Chris Fellows writes in the Australian:
I KEEP reading reports ("UNE legal bill rises to $1.3 million", HES online, May 29) that the University of New England receives a larger proportion of its income from the federal Government than any other Australian university as if this were a bad thing.
A public university should be accountable to the public and align its activities with the public interest. This is most likely to happen if it is funded by the citizens of Australia through our federal Government because he who pays the piper calls the tune. Every week I read in the HES stories about universities in trouble because their investments have tanked, or overseas student numbers have dropped, or a sweet deal with industry has led to a conflict of interest.
It would not be in the national interest if the federal Government provided 50 per cent of the navy's funding and forced it to obtain the rest by offering cruises and hiring ships out to foreign countries.

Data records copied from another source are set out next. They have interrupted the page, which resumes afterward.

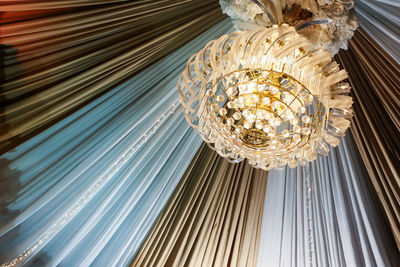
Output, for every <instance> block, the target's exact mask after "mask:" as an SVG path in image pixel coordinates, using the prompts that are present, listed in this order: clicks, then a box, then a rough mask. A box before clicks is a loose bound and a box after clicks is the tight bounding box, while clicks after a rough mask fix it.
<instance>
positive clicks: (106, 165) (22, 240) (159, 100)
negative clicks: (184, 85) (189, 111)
mask: <svg viewBox="0 0 400 267" xmlns="http://www.w3.org/2000/svg"><path fill="white" fill-rule="evenodd" d="M230 30H231V23H230V22H229V20H224V21H222V22H220V23H219V24H217V25H215V26H213V27H212V28H210V29H209V30H207V31H206V32H204V33H203V34H201V35H200V36H199V37H197V38H195V39H194V40H192V41H190V42H189V43H187V44H185V45H184V46H183V47H182V48H180V49H178V50H176V51H175V52H173V53H171V54H169V55H168V56H167V57H166V58H164V59H162V60H160V61H159V62H157V63H156V64H154V65H152V66H151V67H149V68H147V69H145V70H144V71H142V72H140V73H139V74H137V75H135V76H134V78H132V79H130V80H128V81H126V82H124V83H123V84H121V85H120V86H117V87H116V88H115V89H113V90H112V91H110V92H108V93H106V94H104V95H103V96H101V97H100V98H98V99H97V100H95V101H93V102H91V103H90V104H88V105H86V106H85V107H83V108H82V109H80V110H78V111H77V112H75V113H73V114H72V115H71V116H69V117H67V118H66V119H64V120H62V121H60V122H59V123H57V124H55V125H54V126H53V127H51V128H49V129H47V130H45V131H44V132H42V133H41V134H39V135H37V136H35V137H34V138H32V139H30V140H28V141H27V142H25V143H23V144H22V145H20V146H18V147H17V148H16V149H15V150H13V151H11V152H8V153H6V154H4V155H3V156H1V159H0V160H1V162H2V165H1V168H2V169H1V170H2V172H3V173H6V179H7V180H8V181H13V183H12V184H8V186H9V187H10V188H9V189H8V190H7V192H9V193H11V194H12V199H10V200H9V204H7V205H6V207H5V210H6V211H7V213H6V214H5V213H4V212H3V213H2V217H1V223H0V255H1V258H0V263H2V262H7V261H8V262H9V263H16V264H21V263H29V264H32V265H39V266H43V265H58V264H60V265H62V266H88V265H90V264H93V265H95V266H114V265H118V266H121V265H127V264H129V263H130V261H131V260H132V258H133V256H134V255H135V253H136V251H137V250H138V248H139V247H140V244H141V243H142V241H143V240H144V238H145V236H146V234H147V232H148V231H149V230H150V229H151V227H152V225H153V223H154V222H155V220H156V218H157V216H158V215H159V213H160V212H161V210H162V209H163V207H164V206H165V204H166V203H167V200H168V198H169V197H170V195H171V194H172V192H173V190H174V189H175V187H176V185H177V184H178V182H179V180H180V178H181V176H182V175H183V174H184V172H185V170H186V168H187V166H188V165H189V163H190V161H191V159H192V157H193V156H194V154H195V153H196V151H197V149H198V148H199V146H200V144H201V139H200V137H199V136H198V135H196V134H194V133H193V131H192V130H191V129H190V127H189V125H188V124H187V122H186V121H185V119H184V116H183V114H182V112H181V108H180V105H179V101H178V92H177V88H176V82H177V77H178V76H179V74H180V73H181V72H182V71H183V68H184V66H185V64H186V61H187V59H188V58H189V56H191V55H192V54H193V53H194V52H196V51H197V50H199V49H200V48H201V47H203V46H204V45H205V44H206V42H208V41H210V40H212V39H215V38H217V37H219V36H221V35H223V34H225V33H227V32H228V31H230ZM4 181H6V180H4ZM4 181H3V182H4Z"/></svg>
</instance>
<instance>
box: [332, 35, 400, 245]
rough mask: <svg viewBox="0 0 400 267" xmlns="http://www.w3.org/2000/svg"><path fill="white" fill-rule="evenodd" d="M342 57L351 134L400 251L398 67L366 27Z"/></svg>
mask: <svg viewBox="0 0 400 267" xmlns="http://www.w3.org/2000/svg"><path fill="white" fill-rule="evenodd" d="M338 59H339V61H340V62H341V63H342V65H343V66H344V67H345V68H346V70H347V71H348V73H349V77H350V82H351V84H352V87H353V98H354V105H353V109H354V118H353V121H352V124H351V131H352V133H353V135H354V139H355V142H356V144H357V148H358V150H359V151H360V153H361V157H362V159H363V163H364V164H365V166H366V168H367V171H368V175H369V177H370V181H371V182H372V184H373V187H374V188H375V190H376V193H377V195H378V197H379V199H380V201H381V203H382V206H383V209H384V210H385V214H386V215H387V218H388V220H389V222H390V225H391V228H392V231H393V233H394V236H395V238H396V241H397V245H398V247H399V248H400V142H399V137H400V92H399V84H400V65H399V64H398V63H397V62H396V61H394V60H393V58H392V57H391V56H390V55H388V54H387V53H386V52H385V51H384V50H383V49H382V48H381V47H380V46H379V45H378V44H377V43H376V42H375V41H374V40H372V38H371V36H369V35H368V34H367V33H366V32H365V31H364V30H362V29H359V30H358V31H357V32H356V34H355V36H354V38H353V39H352V40H350V46H349V50H348V51H345V52H341V53H340V54H339V57H338Z"/></svg>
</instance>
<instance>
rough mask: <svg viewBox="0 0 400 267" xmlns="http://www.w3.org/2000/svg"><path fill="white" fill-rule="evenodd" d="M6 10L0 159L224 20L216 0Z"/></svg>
mask: <svg viewBox="0 0 400 267" xmlns="http://www.w3.org/2000/svg"><path fill="white" fill-rule="evenodd" d="M3 4H5V5H2V6H1V9H2V10H3V11H5V12H3V13H2V23H4V24H3V25H2V26H1V31H0V40H1V42H2V44H1V48H2V49H1V56H2V66H1V67H2V69H3V70H2V76H3V77H2V78H3V81H2V87H1V89H0V106H1V108H0V153H1V152H5V151H7V150H9V149H11V148H13V147H15V146H16V145H18V144H20V143H22V142H23V141H24V140H26V139H27V138H30V137H31V136H33V135H34V134H35V133H37V132H39V131H41V130H43V129H45V128H47V127H49V126H50V125H52V124H54V122H56V121H58V120H60V119H62V118H65V117H66V116H68V115H69V114H71V113H72V112H73V111H75V110H77V109H79V108H80V107H82V106H83V105H85V104H86V103H88V102H90V101H92V100H93V99H94V98H96V97H98V96H99V95H101V94H103V93H105V92H106V91H108V90H109V89H112V88H113V87H114V86H115V85H117V84H118V83H120V82H122V81H123V80H124V79H127V78H129V77H132V76H133V75H134V74H135V73H136V72H138V71H139V70H142V69H143V68H145V67H147V66H148V65H150V64H152V63H154V62H155V61H157V60H158V59H160V58H162V57H164V56H165V55H167V54H168V53H170V52H171V51H173V50H175V49H176V48H178V47H179V46H181V45H183V44H184V43H186V42H188V41H189V40H191V39H193V38H194V37H195V36H196V35H198V34H200V33H201V32H203V31H205V30H206V29H208V28H209V27H211V26H212V25H214V24H215V23H216V22H218V21H220V20H221V19H223V18H224V16H223V15H222V13H221V10H220V7H219V4H218V1H215V0H201V1H183V0H181V1H176V0H162V1H83V0H79V1H6V2H5V3H3ZM6 4H8V5H6Z"/></svg>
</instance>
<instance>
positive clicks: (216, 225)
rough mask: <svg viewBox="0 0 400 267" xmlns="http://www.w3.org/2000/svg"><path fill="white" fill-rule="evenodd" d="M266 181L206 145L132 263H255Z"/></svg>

Equally, it is not in Australia's interest to make public tertiary education - a critical part of our national infrastructure - dependent on narrow sectors of the community, or overseas customers, whose goals may not align with those of the nation.
Marconomically speaking, of course, I disagree with the specifics of the assertion, that universities are better for the country if they are run by the public purse, while at the same time agreeing with the gist that "Infrastructure" should be publicly funded.

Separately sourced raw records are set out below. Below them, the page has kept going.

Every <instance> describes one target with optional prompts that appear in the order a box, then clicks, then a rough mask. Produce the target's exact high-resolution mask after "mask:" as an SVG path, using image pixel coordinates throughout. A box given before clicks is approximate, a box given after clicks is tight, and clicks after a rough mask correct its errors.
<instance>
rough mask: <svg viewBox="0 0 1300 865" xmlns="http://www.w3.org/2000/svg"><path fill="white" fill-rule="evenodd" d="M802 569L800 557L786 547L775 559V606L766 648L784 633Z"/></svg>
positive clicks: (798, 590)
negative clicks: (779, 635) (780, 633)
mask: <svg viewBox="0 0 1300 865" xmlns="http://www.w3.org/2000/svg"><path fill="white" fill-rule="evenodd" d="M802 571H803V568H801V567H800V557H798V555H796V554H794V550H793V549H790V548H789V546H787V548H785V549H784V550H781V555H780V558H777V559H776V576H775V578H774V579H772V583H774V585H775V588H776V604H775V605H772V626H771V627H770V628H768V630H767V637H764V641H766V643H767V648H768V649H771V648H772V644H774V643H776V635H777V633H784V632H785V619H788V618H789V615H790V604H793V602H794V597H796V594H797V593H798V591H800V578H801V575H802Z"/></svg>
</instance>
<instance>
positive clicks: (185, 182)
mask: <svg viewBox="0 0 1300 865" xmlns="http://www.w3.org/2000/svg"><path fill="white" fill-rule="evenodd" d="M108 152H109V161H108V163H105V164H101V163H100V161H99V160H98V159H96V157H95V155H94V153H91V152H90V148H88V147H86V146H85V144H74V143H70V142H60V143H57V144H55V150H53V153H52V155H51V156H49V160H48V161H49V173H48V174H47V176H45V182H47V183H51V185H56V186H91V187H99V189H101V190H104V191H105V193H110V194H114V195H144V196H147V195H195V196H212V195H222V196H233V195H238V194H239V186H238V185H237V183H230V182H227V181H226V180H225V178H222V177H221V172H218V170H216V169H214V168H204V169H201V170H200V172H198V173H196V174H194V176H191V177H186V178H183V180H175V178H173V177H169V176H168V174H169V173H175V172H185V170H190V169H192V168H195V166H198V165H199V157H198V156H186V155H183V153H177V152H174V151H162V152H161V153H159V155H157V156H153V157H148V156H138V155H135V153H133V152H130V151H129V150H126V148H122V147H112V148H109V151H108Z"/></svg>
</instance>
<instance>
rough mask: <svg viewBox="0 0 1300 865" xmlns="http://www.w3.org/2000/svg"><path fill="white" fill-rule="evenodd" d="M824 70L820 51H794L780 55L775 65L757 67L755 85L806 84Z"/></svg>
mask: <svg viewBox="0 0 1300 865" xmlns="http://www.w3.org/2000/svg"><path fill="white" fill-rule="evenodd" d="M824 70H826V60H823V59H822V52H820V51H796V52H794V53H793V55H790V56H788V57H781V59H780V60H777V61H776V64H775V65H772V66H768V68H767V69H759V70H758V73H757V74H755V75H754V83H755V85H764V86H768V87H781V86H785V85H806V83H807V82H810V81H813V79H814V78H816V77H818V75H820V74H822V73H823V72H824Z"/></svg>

The question is, which aspects of a university are "infrastructure" (Long term investments which benefits a lot of people, with no easy way to charge the people that benefit), and which aspects are products and service that people need and/or desire at an individual level, are willing to pay for, and private enterprises can make money from it by providing it the best way?
The infrastructure aspect of a University (Buildings, utilities, roads, long term equipment, general research projects etc.) ought to be funded publicly, and the Product/service aspects( gaining qualifications suitable for employment, industry specific research and development etc.) ought to be funded privately.
The private enterprises ought to be charged a rental and or tax for the infrastructure aspects which they use to sell the products or services which they charge for.
This issue screams that Universities should split off private arms, and look at divesting the aspects that are better handled by private enterprise.